A while ago I blogged about happiness—specifically, about whether or not it’s a frill. The question drew some discussion. Maybe the topic presses some kind of button in all of us because recently, I was stopped cold when a colleague at the Carl Jung Institute asked me whether or not I could experience happiness in the absence of success.
I’m a classic example of the female entrepreneur—driven, competitive and fiercely determined to rise above my defeats. But after years of surviving recessions, the dead zone post-9/11, and the re-ordering of the marketplace we’re in now, I admit that my notions about “happiness” and “success” show a little scar tissue.

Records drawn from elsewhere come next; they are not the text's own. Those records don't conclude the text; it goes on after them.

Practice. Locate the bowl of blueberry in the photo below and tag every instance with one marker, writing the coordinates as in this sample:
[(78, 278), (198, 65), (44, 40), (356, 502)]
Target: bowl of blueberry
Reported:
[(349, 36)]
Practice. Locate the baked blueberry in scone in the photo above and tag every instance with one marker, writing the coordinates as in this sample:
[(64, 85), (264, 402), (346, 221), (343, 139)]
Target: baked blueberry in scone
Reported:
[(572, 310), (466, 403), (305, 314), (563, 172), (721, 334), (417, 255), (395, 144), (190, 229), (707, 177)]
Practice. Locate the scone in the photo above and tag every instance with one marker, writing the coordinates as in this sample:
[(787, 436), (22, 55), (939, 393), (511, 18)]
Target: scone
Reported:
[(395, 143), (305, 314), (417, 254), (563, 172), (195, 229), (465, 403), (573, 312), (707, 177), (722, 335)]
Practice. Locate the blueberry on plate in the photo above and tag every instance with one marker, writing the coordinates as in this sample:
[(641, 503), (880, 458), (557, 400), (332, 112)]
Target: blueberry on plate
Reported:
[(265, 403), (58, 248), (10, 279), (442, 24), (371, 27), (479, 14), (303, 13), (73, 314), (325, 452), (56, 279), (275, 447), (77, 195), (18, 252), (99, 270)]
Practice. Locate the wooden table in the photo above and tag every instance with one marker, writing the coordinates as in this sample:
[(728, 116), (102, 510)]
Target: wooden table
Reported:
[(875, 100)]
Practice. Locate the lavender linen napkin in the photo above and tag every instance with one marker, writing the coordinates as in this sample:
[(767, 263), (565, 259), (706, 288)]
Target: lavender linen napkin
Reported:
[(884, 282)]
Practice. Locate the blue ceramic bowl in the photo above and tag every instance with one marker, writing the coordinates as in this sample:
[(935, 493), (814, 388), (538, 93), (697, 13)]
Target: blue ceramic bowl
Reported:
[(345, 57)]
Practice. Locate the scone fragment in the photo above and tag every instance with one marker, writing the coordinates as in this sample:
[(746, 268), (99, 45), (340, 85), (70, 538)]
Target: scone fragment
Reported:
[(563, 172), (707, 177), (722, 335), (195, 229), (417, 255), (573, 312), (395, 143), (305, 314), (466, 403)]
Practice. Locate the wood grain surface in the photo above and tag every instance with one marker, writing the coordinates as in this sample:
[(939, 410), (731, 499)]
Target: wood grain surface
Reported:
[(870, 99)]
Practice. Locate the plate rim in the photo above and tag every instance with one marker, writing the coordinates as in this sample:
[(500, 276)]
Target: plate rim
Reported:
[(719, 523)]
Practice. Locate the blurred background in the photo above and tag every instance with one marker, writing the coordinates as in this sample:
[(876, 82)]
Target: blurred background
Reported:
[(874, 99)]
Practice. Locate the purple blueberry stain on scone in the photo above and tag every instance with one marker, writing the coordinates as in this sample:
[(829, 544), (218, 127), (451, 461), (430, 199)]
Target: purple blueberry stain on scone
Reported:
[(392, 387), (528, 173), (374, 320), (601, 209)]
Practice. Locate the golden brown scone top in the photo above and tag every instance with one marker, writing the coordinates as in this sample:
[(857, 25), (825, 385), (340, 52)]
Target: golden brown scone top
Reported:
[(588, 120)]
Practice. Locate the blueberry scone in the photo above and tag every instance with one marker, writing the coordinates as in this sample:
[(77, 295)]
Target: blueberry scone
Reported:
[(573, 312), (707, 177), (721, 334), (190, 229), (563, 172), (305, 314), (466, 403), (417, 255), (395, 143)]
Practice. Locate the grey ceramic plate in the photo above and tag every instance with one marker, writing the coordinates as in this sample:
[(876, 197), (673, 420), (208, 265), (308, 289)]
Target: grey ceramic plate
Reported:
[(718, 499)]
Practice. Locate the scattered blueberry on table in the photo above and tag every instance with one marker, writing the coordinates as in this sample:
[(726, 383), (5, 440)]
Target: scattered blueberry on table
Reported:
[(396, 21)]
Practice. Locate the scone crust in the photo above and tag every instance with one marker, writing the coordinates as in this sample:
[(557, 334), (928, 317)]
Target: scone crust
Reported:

So, is happiness possible in the absence of success? My answer: “I don’t know.”
Successful people tend to eat and sleep a sort of success mantra. Tom Peters says his most valuable one is a strong bias toward action. He’ll pay the price, high or low, to keep pressing forward toward his vision of success. I think most of us would agree that Tom’s a successful guy.
It doesn’t matter what your vision of success is. It’s only important that you have one. In a culture where the organizing mythology is about self-reliance ala the American Dream, you’d damn well better have a vision of success. Without it, you’re naked.
But are success and happiness inseparable, really? The more research I do on the rising generation of young creatives, the less certain I am that our shared beliefs about success will survive another decade.
We may be getting ready to shed our belief that success and happiness are intertwined. The economic and social realities of our lives are prying open a gap between our aspirations and our real lives. As the gap widens, people will become less satisfied with their lives—less happy. We used to fill that void by consuming things—but it seems we no longer find buying things as therapeutic as we used to.
So I ask you…could you be happy in the absence of success?